A Dual-Task Deep-Learning Model with Fused Ultrasound Images for Simultaneous Typing and Grading of Cystocele.
Authors
Affiliations (2)
Affiliations (2)
- Department of Ultrasound Imaging, Xiangya Hospital, Central South University, Changsha, 410008, Hunan Province, China.
- Department of Gynecology, Xiangya Hospital, Central South University, Changsha, 410008, Hunan Province, China. [email protected].
Abstract
We developed a dual-task deep-learning model, termed FD-Net, which utilizes fused two-dimensional (2D) and three-dimensional (3D) ultrasound images to simultaneously automate cystocele typing and grading, and evaluated its diagnostic performance. We retrospectively included 625 patients (467 cystocele, 158 normal). The model fused preprocessed two-dimensional (2D, resting and Valsalva) and three-dimensional (3D, levator hiatus) images as input.

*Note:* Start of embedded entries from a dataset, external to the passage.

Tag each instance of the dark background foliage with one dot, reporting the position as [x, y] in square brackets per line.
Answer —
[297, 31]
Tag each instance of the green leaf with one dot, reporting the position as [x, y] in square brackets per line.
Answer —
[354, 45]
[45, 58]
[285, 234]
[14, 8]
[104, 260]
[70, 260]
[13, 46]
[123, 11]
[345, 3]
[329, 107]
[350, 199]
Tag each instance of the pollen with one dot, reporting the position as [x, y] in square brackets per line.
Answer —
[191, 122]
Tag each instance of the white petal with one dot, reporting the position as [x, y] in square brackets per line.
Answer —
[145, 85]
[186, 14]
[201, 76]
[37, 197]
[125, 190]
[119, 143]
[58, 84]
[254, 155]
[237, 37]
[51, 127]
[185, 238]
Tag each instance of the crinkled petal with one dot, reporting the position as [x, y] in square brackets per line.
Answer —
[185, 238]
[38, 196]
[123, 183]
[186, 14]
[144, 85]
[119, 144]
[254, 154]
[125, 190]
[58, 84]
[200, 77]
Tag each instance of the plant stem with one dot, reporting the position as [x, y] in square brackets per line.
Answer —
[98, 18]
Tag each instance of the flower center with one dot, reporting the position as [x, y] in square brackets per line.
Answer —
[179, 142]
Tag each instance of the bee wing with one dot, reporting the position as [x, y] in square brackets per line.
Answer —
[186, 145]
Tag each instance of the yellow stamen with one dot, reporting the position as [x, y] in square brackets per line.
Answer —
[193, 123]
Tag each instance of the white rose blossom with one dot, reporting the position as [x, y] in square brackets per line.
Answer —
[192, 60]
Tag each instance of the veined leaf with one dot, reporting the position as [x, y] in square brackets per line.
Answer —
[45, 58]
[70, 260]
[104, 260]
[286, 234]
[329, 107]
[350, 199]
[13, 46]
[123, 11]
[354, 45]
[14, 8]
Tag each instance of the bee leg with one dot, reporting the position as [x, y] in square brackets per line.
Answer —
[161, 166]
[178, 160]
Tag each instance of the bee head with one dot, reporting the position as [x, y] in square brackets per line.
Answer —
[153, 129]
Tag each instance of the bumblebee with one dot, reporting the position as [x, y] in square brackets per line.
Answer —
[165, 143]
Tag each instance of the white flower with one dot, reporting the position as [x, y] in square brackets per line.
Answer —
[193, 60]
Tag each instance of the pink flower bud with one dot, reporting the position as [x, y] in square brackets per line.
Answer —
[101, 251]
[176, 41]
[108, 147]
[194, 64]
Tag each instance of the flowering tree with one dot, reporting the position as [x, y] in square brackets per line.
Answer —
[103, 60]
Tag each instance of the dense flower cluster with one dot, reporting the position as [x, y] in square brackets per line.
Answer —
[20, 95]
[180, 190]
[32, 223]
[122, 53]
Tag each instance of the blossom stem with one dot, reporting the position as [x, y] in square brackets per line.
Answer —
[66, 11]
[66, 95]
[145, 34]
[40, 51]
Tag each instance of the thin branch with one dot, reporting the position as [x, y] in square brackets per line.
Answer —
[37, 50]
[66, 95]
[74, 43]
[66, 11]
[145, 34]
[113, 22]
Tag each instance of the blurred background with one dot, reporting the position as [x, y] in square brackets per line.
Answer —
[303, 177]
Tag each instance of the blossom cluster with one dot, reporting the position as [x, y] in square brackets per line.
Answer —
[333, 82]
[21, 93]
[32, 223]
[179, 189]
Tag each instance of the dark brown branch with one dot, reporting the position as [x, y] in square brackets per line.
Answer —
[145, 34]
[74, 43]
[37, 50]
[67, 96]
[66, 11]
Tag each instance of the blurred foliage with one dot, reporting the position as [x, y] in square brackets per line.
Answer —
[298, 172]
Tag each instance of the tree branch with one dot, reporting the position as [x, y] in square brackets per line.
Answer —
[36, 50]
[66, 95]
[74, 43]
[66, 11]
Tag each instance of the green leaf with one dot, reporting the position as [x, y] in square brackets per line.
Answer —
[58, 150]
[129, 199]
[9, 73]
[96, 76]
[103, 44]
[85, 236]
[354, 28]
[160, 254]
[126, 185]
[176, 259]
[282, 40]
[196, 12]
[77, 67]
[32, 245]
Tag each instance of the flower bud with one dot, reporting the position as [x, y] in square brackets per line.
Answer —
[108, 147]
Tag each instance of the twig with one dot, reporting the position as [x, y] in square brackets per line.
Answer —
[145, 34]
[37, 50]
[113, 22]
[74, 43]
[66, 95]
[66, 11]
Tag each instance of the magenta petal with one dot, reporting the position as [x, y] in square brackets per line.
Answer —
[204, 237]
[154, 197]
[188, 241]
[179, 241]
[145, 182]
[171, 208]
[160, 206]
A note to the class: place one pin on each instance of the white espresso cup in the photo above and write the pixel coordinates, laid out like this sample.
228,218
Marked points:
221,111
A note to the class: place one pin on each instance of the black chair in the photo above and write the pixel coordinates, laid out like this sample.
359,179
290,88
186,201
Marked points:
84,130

On the basis of a ResNet50 backbone, FD-Net performed both typing (normal, type I/II/III) and grading (normal, mild, significant) tasks. Its performance was compared against single-modal models using only 2D images (ST-Net for typing, SG-Net for grading). Evaluation metrics included accuracy, precision, recall, F1-score, and the area under the receiver operating characteristic curve (AUC), with model comparisons made using McNemar tests. On the test set (n = 188), compared with single-modal models using only 2D images, FD-Net achieved higher accuracy in typing (79.68% vs. ST-Net's 70.05%, P = 0.023) and grading (81.38% vs. SG-Net's 71.28%, P = 0.006). The F1-score improved notably for normal cases (from 64.94% to 85.44%) and mild cystocele (from 57.94% to 69.47%). For other key categories, FD-Net also attained high F1-scores of 87.50% for significant prolapse and 77.08% for type III. All AUC values exceeded 0.92. The dual-task model with image fusion accomplishes simultaneous cystocele typing and grading, showing higher diagnostic performance than single-modal models, and holds potential for clinical application.